Friday, 15 May 2009

Hungarian democracy

Becoming an oxymoron?

As remarked before on Conductive World, what happens in Hungary is still capable of disproportional effects across the little world of Conductive Education, perhaps most particularly because, for any foreseeable future, Hungary remains the only potential mass-producer of conductors: a most economically and politically fragile basket for such rare and precious eggs!

Everyone involved in planning a future dependent on the still largely Hungarian conductor workforce would be acting most imprudently not to be keeping a close eye on what is happening in that country.

More generally. though, Conductive World's most recent article on Hungary, also suggested that Hungary bears watching by everyone else too, as a sensitive canary in the present economic and political coal mine that we are now all groping around in, with perhaps particularly resonance for the United Kingdom:

A financially enmired economy, a deeply unpopular centre-left Prime Minister called Gordon, next elections due in 2010, a centre-right opposition party waiting in the wings… Watch the canary!

Hardly the hardest political parallel to spot!

That was all of a month back. This week in the current issue of the New Statesman magazine, political journalist Neal Clark makes depressing report on the present dire state of the democratic process in Hungary and brings English-speakers up to date with a little more detailed

His approval ratings are among the lowest ever achieved by a prime minister. As the former manager of the country’s finances, many blame him for its current economic predicament. By nature an introvert, he is finding it hard to build up a rapport with the electorate. His name is Gordon B....

No, not Gordon Brown, but Gordon Bajnai, who last month was sworn in as the new prime minister of Hungary.

Neal Clark also points to important differences...
... so far

Britain’s Gordon B may not have had his elevation to the premiership endorsed by the electorate, but he is nonetheless a democratically elected member of parliament.

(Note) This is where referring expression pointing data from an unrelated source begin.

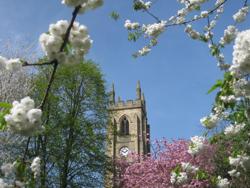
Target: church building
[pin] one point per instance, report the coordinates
(128, 130)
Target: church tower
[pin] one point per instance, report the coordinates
(128, 129)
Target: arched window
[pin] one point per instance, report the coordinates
(124, 126)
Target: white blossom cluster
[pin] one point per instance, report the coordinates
(146, 5)
(229, 35)
(24, 118)
(204, 14)
(242, 88)
(178, 179)
(155, 29)
(233, 129)
(79, 41)
(241, 53)
(197, 144)
(222, 182)
(228, 99)
(241, 14)
(131, 25)
(9, 180)
(240, 161)
(144, 51)
(10, 64)
(36, 166)
(191, 32)
(85, 4)
(192, 2)
(210, 121)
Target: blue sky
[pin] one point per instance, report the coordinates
(174, 77)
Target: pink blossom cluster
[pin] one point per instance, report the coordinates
(155, 170)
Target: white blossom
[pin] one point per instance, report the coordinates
(204, 14)
(36, 166)
(229, 35)
(131, 25)
(24, 118)
(228, 99)
(241, 14)
(196, 145)
(191, 32)
(144, 51)
(154, 30)
(241, 53)
(233, 129)
(210, 121)
(223, 183)
(233, 173)
(79, 41)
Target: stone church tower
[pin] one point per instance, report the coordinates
(128, 129)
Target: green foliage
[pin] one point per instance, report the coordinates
(76, 119)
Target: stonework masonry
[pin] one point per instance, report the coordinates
(128, 127)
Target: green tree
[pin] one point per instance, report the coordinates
(73, 146)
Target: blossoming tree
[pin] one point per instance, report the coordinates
(230, 112)
(66, 42)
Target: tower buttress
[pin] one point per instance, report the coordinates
(138, 90)
(113, 93)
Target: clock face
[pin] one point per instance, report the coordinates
(124, 151)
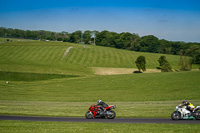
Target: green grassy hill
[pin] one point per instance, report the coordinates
(39, 75)
(47, 57)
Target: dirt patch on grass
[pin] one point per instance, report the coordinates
(116, 71)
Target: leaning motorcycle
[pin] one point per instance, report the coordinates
(182, 113)
(97, 112)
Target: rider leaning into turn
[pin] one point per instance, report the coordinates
(189, 106)
(102, 104)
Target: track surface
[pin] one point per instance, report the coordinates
(116, 120)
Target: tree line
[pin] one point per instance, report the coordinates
(125, 40)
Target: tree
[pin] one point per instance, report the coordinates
(164, 64)
(194, 52)
(140, 63)
(149, 43)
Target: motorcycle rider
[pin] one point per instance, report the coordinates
(189, 106)
(102, 105)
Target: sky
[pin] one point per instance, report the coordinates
(173, 20)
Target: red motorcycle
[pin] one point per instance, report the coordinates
(99, 112)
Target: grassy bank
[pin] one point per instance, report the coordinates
(63, 127)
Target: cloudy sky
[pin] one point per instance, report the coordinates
(174, 20)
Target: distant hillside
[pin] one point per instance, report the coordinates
(47, 57)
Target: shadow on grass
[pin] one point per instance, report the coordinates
(28, 77)
(137, 72)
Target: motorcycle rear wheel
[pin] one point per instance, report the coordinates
(89, 115)
(176, 115)
(111, 116)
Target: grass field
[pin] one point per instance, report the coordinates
(63, 127)
(43, 83)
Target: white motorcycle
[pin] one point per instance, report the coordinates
(182, 113)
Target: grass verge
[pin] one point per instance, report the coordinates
(63, 127)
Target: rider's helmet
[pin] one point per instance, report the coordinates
(184, 101)
(99, 101)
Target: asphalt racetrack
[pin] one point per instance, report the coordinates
(116, 120)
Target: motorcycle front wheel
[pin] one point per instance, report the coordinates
(176, 115)
(89, 115)
(112, 115)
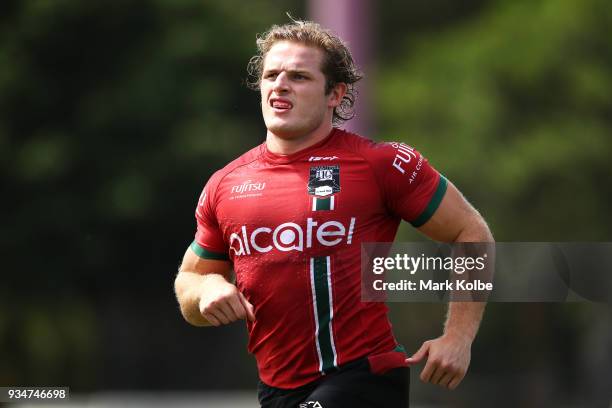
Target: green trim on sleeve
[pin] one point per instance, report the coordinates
(206, 254)
(433, 205)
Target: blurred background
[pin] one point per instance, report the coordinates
(114, 114)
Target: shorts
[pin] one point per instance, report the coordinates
(353, 385)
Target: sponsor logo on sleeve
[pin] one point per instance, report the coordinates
(324, 180)
(405, 154)
(247, 189)
(324, 158)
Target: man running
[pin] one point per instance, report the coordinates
(289, 216)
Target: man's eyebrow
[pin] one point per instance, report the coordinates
(290, 71)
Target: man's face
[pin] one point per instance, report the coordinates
(293, 100)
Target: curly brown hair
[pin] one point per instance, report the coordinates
(338, 65)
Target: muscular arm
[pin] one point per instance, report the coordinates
(449, 355)
(457, 221)
(205, 294)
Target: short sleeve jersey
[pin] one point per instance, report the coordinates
(292, 226)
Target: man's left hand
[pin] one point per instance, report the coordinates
(448, 359)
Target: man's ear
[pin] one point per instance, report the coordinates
(336, 95)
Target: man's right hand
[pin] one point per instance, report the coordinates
(222, 303)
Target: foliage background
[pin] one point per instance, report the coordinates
(113, 115)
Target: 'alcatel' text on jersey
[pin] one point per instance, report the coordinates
(289, 236)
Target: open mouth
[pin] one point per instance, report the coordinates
(280, 105)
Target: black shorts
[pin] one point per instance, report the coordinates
(353, 385)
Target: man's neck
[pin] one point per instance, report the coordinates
(281, 145)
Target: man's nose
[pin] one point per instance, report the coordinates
(281, 83)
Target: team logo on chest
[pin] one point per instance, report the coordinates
(324, 180)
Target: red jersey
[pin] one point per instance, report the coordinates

Hungary’s Gordon B has not been elected to any office...

Bajnai is not a member of any political party...

As well as the Prime Minister other unelected 'experts' hold ministerial positions in the Hungarian government, the finance minister, the economics minister and the minister for transport, telecommunication and energy. Neal Clark cautions, we should all be worried about what is going on in Hungary, not just the Brits.

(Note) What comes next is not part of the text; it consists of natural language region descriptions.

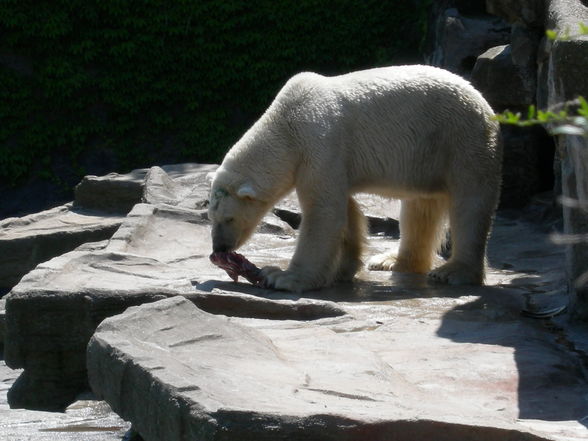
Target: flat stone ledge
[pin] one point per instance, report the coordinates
(179, 373)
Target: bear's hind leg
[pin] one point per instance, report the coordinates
(470, 219)
(353, 242)
(421, 234)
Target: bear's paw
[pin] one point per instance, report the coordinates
(382, 262)
(288, 280)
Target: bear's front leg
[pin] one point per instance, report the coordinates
(317, 254)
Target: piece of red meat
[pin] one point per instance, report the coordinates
(236, 265)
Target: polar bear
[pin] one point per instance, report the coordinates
(415, 133)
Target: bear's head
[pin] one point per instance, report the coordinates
(235, 210)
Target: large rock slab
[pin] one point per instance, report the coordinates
(179, 373)
(87, 419)
(118, 193)
(27, 241)
(157, 252)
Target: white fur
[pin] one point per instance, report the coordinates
(416, 133)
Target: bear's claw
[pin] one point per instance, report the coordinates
(456, 273)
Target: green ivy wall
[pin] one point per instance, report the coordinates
(161, 81)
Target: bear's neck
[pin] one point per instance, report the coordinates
(268, 157)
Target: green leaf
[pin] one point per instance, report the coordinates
(551, 34)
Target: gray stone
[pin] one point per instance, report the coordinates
(460, 40)
(27, 241)
(178, 373)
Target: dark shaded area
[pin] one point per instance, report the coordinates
(92, 87)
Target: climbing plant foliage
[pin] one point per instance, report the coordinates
(152, 80)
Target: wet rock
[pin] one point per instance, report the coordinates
(29, 240)
(530, 13)
(118, 193)
(566, 70)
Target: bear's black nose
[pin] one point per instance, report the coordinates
(220, 246)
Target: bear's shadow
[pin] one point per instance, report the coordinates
(369, 286)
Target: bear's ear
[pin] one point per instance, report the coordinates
(246, 191)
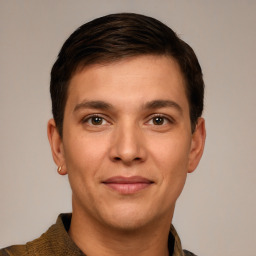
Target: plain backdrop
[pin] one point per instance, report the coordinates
(216, 213)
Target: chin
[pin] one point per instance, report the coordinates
(127, 219)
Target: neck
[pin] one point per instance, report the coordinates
(95, 239)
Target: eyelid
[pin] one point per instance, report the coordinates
(166, 117)
(86, 118)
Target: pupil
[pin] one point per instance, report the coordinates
(158, 120)
(96, 120)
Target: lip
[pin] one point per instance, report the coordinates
(127, 185)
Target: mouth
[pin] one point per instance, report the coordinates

The fact that unelected figures hold so much power in a European country that styles itself a democracy is alarming. The formation of 'non-political' governments to introduce swingeing cuts in public expenditure – and privatise health care, lower pensions and drastically reduce welfare provision – is an undemocratic development that could spread.

Such governments are a long way from being 'non-political. On the contrary, they are espousing ideologically motivated economic policies, but do so under the smokescreen of 'financial necessity'. Unable to receive a popular mandate for their reforms, neoliberals in Hungary have stuck two fingers up at the democratic process. As the economic crisis deepens and public unrest grows, don’t rule out their counterparts in other countries following suit.

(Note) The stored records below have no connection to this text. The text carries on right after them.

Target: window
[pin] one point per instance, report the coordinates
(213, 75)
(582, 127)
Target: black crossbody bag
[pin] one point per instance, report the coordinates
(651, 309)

The Hungarian canary in the European coal mine.

Except, upon reflection, the Brits at least have no need of a canary, in this last respect anyway, having long been past masters of slipping unelected mates into government (doing and disguising this is one of the functions of the House of Lords: think, for example, of Lord Mandelson).

Over the last couple of weeks, though, the British political class has followed the Hungarian one in another respect, down into unplumbed depths of public contempt, for its own apparent contempt for financial probity.

Note and references

Clark, N. (2009) Hungary tears up the ballot paper: observation on European democracyNew Statesman, 14 May

Sutton. A. (2009) Meanwhile in Hungary: that ‘faraway country’, Conductive World, 8 April

Neal Clark's article is also published on his blog:

His blog was last year's winner of the UK 2007 Weblog Awards, and a runner up for Best UK Blog in 2008. He must know something then that I don't (brevity for one!) and his blog makes salutary reading for anyone blogging in CE.